Ku mojemu zaskoczeniu dziś Gentoo zajmuje mi ponad 8GB a wolne mam ok 200 MB   :Shocked: 

Sprawdziłem co mi przyszło do głowy i :

/home - zajmuje jakieś (niecałe) 100 MB

/usr/src nie zawiera żadnych kerneli

/usr/portage/distfiles jest puste

Co może mi zajmować tyle miejsca i to tak nagle??

W tym momencie gdybym zupdateował gentoo i ściągnęłaby się nowa wersja kernela to się po prostu nie zmieści. Przez tyle czasu nie było problemu.

Ba, ostatnim razem sprawdzałem ilość wolnego miejsca jakiś tydzień temu i też Gentoo zajmowało ok. 4GB.

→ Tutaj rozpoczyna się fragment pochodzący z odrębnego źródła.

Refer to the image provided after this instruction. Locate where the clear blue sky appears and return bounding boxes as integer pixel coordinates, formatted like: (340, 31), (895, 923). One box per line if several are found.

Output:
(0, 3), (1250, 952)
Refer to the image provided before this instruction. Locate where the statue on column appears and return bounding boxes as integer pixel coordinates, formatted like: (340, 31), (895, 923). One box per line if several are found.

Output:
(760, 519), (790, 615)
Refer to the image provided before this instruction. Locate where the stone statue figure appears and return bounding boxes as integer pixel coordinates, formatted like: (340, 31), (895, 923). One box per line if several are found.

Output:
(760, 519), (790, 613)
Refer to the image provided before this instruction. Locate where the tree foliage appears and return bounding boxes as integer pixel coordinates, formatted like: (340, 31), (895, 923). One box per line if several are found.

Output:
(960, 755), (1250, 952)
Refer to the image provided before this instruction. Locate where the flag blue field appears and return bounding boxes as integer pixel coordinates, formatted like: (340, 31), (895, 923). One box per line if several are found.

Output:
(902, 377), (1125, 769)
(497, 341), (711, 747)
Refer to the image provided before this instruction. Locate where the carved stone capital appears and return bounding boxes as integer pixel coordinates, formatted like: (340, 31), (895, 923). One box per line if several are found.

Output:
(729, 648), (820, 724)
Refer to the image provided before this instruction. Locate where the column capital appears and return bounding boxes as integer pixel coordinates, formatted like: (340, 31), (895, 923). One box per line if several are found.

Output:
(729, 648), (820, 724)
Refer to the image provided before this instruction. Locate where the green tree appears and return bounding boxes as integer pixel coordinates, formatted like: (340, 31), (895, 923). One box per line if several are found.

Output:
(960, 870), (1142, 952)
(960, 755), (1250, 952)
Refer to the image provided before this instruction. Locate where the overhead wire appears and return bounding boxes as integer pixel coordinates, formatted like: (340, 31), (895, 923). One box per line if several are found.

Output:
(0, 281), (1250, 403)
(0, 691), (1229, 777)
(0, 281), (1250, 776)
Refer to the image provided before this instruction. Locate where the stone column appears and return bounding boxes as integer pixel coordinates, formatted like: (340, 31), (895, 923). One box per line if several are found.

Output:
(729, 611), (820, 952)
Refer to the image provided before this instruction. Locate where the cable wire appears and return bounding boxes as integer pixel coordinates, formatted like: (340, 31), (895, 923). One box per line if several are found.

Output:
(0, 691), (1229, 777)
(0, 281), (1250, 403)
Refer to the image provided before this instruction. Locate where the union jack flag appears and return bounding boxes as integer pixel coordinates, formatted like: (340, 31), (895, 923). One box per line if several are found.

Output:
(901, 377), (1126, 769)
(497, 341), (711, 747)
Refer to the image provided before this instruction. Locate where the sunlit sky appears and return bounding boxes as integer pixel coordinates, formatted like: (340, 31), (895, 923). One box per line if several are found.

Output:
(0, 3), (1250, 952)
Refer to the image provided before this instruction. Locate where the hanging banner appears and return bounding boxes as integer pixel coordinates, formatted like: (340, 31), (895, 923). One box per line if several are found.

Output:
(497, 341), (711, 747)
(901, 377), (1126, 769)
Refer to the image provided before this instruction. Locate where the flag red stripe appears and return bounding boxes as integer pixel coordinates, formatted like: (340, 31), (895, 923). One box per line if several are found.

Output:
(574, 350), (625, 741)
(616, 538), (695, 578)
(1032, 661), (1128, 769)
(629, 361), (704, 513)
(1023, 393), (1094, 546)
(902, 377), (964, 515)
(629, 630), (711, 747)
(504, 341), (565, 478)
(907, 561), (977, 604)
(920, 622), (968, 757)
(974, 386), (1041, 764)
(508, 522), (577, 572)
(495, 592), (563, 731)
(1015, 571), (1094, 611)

PS. Przy poleceniu emerge -Du world bardzo często instalują mi się nowe pakiety (oznaczone jako [ N ] ). Może to tego wina no ale żeby aż tak??Last edited by Godhand on Mon Mar 10, 2008 10:58 pm; edited 1 time in total

----------

## Kurt Steiner

A co z katalogami */tmp/?

---Dodane:

Posprawdzaj (du) po kolei, od samej góry, drzewo katalogów. W ten sposób najszybciej znajdziesz winowajcę.

----------

## Godhand

/tmp zajmuje mi kilka kB, profilaktycznie wyczyscilem jego zawartosc no ale to nie zmienilo stanu rzeczy.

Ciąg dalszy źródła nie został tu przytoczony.